Anybody can make biodiesel. It's simple, you can make it in your cooking area-- and it's BETTER than the petro-diesel fuel the big oil companies sell you. Your diesel motor will run better and last longer on your home-made fuel, and it's much cleaner-- better for the environment and much better for health.
If you make it from utilized cooking oil it's not just cheap however you'll be recycling a problematic waste product. Best of all is the GREAT sensation of flexibility, self-reliance and empowerment it will offer you. Here's how to do it-- everything you need to know.
Straight grease fuel (SVO) systems can be a tidy, reliable and affordable choice. Unlike biodiesel, with SVO you have to customize the engine. The very best method is to fit a professional singletank SVO system with replacement injectors and glowplugs optimised for veg-oil, as well as fuel heating.
With the German Elsbett single-tank SVO system for circumstances you can utilize petro-diesel, biodiesel or SVO, in any combination. Just launch and go, stop and turn off, like any other cars and truck. Journey to Forever's Toyota TownAce van utilizes an Elsbett single-tank system. More
There are likewise two-tank SVO systems which pre-heat the oil to make it thinner. You need to start the engine on normal petroleum diesel or biodiesel in one tank and after that switch to SVO in the other tank when the veg-oil is hot enough, and change back to petro- or biodiesel before you stop the engine, or you'll coke up the injectors.
More information on straight veggie oil systems in my blog.
3. Biodiesel or SVO?
Biodiesel has some clear advantages over SVO: it works in any diesel, without any conversion or adjustments to the engine or the fuel system-- simply put it in and go. It also has better cold-weather residential or commercial properties than SVO (however not as good as petro-diesel-- see Using biodiesel in winter season). Unlike SVO,
it's backed by lots of long-lasting tests in many nations, consisting of countless miles on the road.

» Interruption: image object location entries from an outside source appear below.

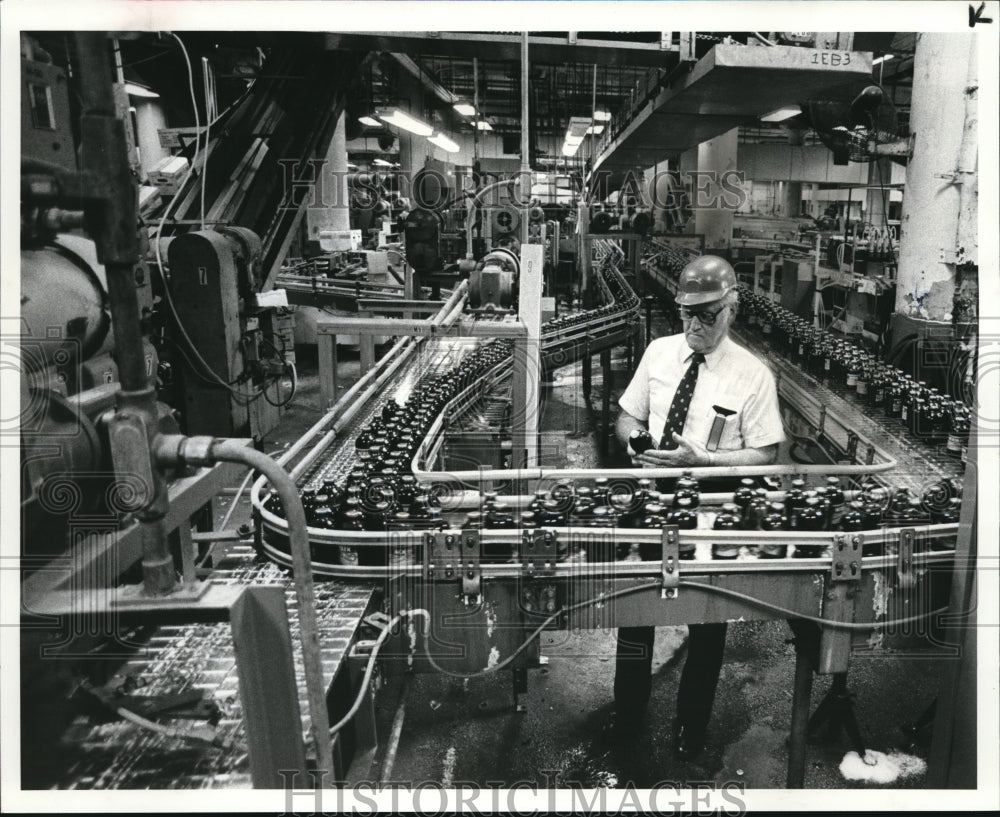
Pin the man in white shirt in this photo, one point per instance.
(684, 384)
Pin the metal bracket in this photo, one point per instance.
(449, 554)
(134, 595)
(905, 576)
(670, 570)
(846, 566)
(538, 547)
(954, 257)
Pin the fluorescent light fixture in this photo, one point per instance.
(403, 120)
(135, 89)
(782, 114)
(444, 142)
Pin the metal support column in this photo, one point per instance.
(606, 386)
(800, 719)
(268, 692)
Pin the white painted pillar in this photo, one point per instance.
(715, 221)
(331, 211)
(940, 202)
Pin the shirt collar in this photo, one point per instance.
(713, 358)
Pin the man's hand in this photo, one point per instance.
(687, 453)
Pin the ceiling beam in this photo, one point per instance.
(507, 47)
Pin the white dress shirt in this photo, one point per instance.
(731, 377)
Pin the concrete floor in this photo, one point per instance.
(468, 731)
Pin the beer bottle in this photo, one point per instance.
(728, 519)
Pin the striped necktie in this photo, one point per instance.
(681, 403)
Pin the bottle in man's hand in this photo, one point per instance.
(638, 441)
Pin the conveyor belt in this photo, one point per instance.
(121, 755)
(435, 356)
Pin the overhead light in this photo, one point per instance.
(135, 89)
(444, 142)
(401, 119)
(782, 114)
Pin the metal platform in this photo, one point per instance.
(122, 755)
(918, 464)
(731, 85)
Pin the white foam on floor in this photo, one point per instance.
(884, 768)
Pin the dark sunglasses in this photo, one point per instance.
(704, 316)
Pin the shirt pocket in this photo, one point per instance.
(732, 437)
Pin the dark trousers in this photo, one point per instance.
(696, 693)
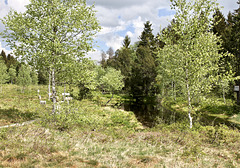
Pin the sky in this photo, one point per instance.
(118, 18)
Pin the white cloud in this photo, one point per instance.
(18, 5)
(5, 50)
(94, 55)
(118, 16)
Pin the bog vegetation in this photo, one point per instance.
(166, 101)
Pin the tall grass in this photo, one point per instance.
(84, 134)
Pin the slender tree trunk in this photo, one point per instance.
(224, 96)
(53, 91)
(64, 92)
(49, 86)
(109, 100)
(189, 100)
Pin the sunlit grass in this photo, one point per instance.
(86, 134)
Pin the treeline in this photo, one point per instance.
(15, 72)
(147, 72)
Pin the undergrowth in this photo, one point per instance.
(85, 134)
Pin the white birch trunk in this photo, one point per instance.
(53, 91)
(189, 101)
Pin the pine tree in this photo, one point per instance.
(144, 66)
(192, 60)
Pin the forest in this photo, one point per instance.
(168, 100)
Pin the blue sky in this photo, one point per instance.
(118, 19)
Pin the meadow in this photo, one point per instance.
(87, 134)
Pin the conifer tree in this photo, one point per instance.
(194, 56)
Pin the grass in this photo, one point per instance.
(88, 135)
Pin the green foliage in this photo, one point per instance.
(12, 74)
(24, 78)
(112, 80)
(192, 62)
(4, 77)
(52, 35)
(34, 77)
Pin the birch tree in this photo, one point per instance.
(3, 73)
(194, 57)
(51, 34)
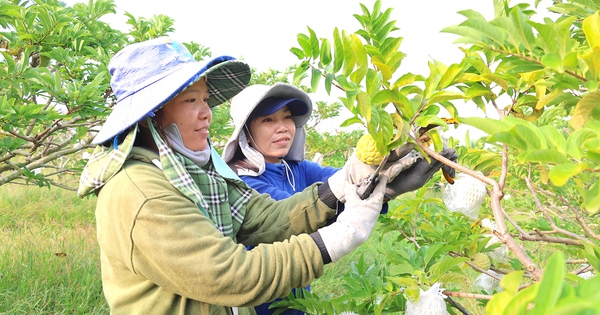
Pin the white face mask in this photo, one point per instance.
(173, 135)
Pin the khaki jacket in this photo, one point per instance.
(160, 255)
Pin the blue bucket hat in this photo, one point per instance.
(146, 75)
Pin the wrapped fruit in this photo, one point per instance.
(366, 150)
(481, 260)
(430, 302)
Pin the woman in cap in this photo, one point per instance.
(172, 218)
(267, 148)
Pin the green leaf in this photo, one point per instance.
(300, 72)
(511, 281)
(315, 78)
(554, 139)
(314, 43)
(325, 55)
(561, 173)
(553, 62)
(511, 139)
(591, 29)
(575, 142)
(487, 125)
(338, 51)
(550, 286)
(449, 76)
(592, 254)
(544, 156)
(304, 42)
(349, 56)
(364, 105)
(445, 265)
(442, 96)
(362, 64)
(520, 302)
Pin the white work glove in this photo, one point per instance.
(355, 172)
(354, 225)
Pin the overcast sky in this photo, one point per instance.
(262, 31)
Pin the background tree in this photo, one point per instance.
(536, 86)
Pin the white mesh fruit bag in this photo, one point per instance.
(430, 302)
(465, 195)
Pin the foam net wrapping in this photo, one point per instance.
(465, 195)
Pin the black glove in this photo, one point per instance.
(417, 175)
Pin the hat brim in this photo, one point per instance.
(296, 106)
(226, 77)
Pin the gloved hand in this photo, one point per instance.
(419, 174)
(355, 172)
(354, 225)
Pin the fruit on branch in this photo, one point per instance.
(366, 150)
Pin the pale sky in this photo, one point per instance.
(262, 31)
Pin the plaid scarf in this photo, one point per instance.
(221, 199)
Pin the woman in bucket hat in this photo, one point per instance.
(172, 218)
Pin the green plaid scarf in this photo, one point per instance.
(221, 199)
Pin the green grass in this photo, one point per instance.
(49, 256)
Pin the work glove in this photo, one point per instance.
(354, 225)
(355, 172)
(419, 174)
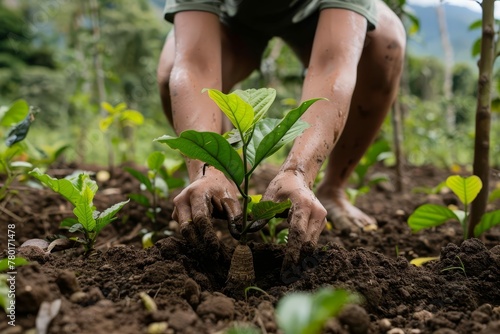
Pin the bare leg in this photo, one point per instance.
(379, 72)
(238, 63)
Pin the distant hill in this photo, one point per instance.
(427, 42)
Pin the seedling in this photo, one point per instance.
(157, 182)
(79, 189)
(466, 189)
(17, 118)
(7, 284)
(257, 137)
(307, 313)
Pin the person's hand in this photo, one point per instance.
(211, 194)
(307, 217)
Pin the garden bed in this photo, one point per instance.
(101, 293)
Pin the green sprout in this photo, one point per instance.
(79, 189)
(157, 183)
(466, 189)
(257, 138)
(307, 313)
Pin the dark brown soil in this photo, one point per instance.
(101, 293)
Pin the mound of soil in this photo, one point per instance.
(173, 287)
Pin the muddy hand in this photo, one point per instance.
(195, 206)
(306, 219)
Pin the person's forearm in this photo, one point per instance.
(197, 65)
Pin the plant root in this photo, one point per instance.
(241, 271)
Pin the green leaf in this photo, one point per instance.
(269, 209)
(239, 112)
(63, 187)
(494, 195)
(488, 220)
(466, 188)
(269, 143)
(211, 148)
(140, 177)
(430, 215)
(108, 215)
(264, 127)
(16, 112)
(304, 313)
(260, 100)
(132, 117)
(155, 160)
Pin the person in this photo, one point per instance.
(353, 52)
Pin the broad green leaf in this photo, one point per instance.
(294, 313)
(19, 131)
(260, 100)
(108, 215)
(239, 112)
(488, 220)
(494, 195)
(269, 143)
(264, 127)
(269, 209)
(211, 148)
(466, 188)
(63, 187)
(155, 160)
(84, 210)
(16, 262)
(140, 177)
(132, 117)
(282, 237)
(16, 112)
(420, 261)
(430, 215)
(140, 198)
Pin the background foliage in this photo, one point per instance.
(55, 53)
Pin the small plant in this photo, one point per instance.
(307, 313)
(79, 189)
(17, 118)
(157, 183)
(466, 189)
(7, 284)
(258, 138)
(125, 120)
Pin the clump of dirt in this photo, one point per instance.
(104, 292)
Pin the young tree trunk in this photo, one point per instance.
(483, 113)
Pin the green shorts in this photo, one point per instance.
(272, 16)
(255, 22)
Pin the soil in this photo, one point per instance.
(174, 287)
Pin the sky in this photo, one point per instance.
(471, 4)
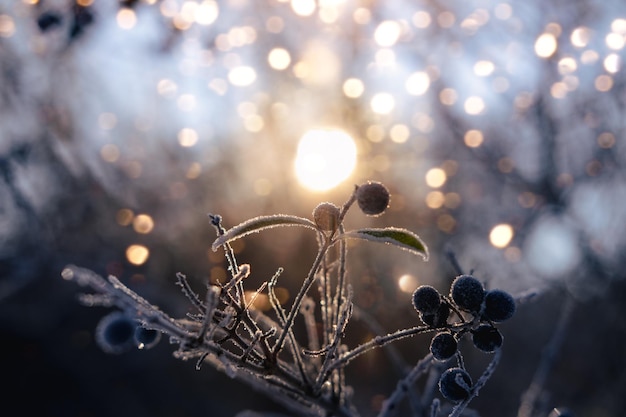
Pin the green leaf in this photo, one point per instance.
(261, 223)
(402, 238)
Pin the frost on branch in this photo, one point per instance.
(262, 350)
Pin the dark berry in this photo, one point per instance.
(326, 216)
(499, 305)
(372, 198)
(487, 338)
(49, 20)
(443, 346)
(468, 293)
(115, 332)
(426, 299)
(438, 319)
(146, 338)
(455, 384)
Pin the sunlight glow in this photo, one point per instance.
(387, 33)
(324, 158)
(407, 283)
(546, 45)
(501, 235)
(137, 254)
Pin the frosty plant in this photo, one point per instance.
(307, 377)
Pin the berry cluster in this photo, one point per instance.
(477, 311)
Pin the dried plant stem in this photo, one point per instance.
(376, 342)
(295, 308)
(458, 409)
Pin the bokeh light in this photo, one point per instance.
(501, 235)
(324, 158)
(137, 254)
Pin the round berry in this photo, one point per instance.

Biodiesel is a tidy, safe, ready-to-use, alternative fuel, whereas it's reasonable to say that lots of SVO systems are still experimental and require further advancement.
On the other hand, biodiesel can be more expensive, depending just how much you make, what you make it from and whether you're it with new oil or used oil (and depending on where you live). And unlike SVO, it needs to be processed initially.
But the large and rapidly growing worldwide band of homebrewers do not mind-- they make a supply each week or once a month and soon get used to it. Many have actually been doing it for years.
Anyway you have to process SVO too, particularly WVO (waste grease, utilized, cooked), which many people with SVO systems use due to the fact that it's low-cost or complimentary for the taking. With WVO food particles and pollutants and water need to be gotten rid of, and it most likely should be deacidified too. Biodieselers say, "If I'm going to have to do all that I might too make biodiesel instead." But SVO types scoff at that-- it's much less processing than making biodiesel, they say. To each his own.